Each study found that skipping breakfast wasn’t a great idea, which isn’t to say you would do better with an unhealthful breakfast. There are many good choices. In case you’re wondering, I recommend low sweetened, fortified, high-fiber cold cereals with milk, fruit, nuts and yogurt. But I like pancakes, too. 

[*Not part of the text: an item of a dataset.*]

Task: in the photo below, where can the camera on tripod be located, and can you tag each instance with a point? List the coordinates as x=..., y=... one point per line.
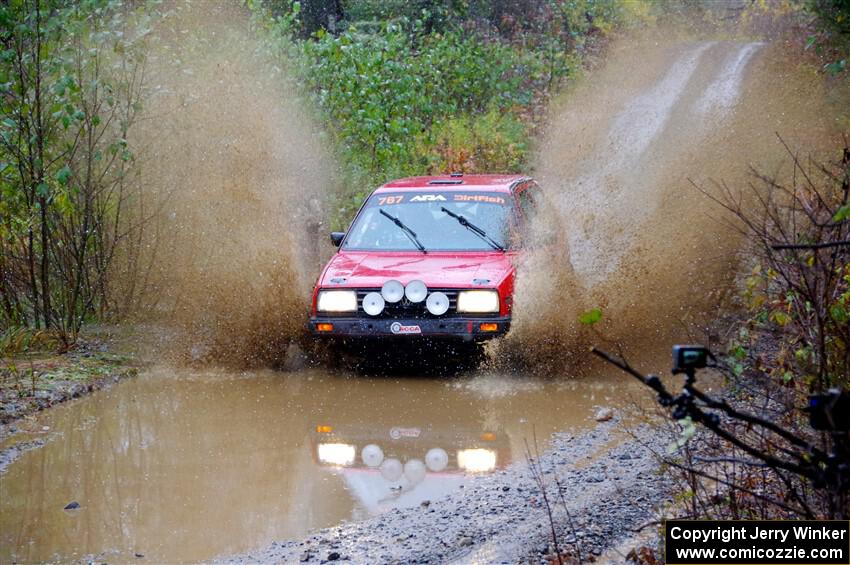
x=830, y=411
x=688, y=358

Breakfast is important (graphic from www.quora.com/What-happens-to-your-body-when-you-dont-eat-breakfast).

Thanks for stopping by. 

Breakfast-skipping study in Proceedings of the Nutrition Society: www.cambridge.org/core/journals/proceedings-of-the-nutrition-society/article/skipping-breakfast-is-associated-with-nutrient-gaps-and-poorer-diet-quality-among-adults-in-the-united-states/C7943690D97E913FA19B936BFBDB0F2A
Article on study on EurekAlert! website: www.eurekalert.org/pub_releases/2021-06/osu-tbf061421.php

NHANES: www.cdc.gov/nchs/nhanes/index.htm
MyPlate: www.myplate.gov/eat-healthy/what-is-myplate
Food and Nutrient Database for Dietary Studies: www.ars.usda.gov/northeast-area/beltsville-md-bhnrc/beltsville-human-nutrition-research-center/food-surveys-research-group/docs/fndds/
What We Eat in America: data.nal.usda.gov/dataset/what-we-eat-america-wweia-database
Food and Nutrition Board of the National Academies: www.nationalacademies.org/fnb/food-and-nutrition-board
Healthy Eating Index (HEI): www.fns.usda.gov/healthy-eating-index-hei

Earlier breakfast-skipping studies by Ohio State Univ. researchers:
Energy focus in Journal of Nutrition Education and Behavior: www.sciencedirect.com/science/article/abs/pii/S1499404620303158
Carbohydrate and diabetes focus in Current Developments in Nutrition: academic.oup.com/cdn/article/4/Supplement_2/534/5845709

1 comment:

  1. So true, I am a believer. Breakfast is the most important meal of the day. And, you'll not be surprised, like you, I eat the same thing almost every day. Oatmeal topped with no-salt added cottage cheese and whole milk Greek yogurt, doused with skim milk; and a very large bowl of fresh fruit: banana, berries and this time of year, peaches.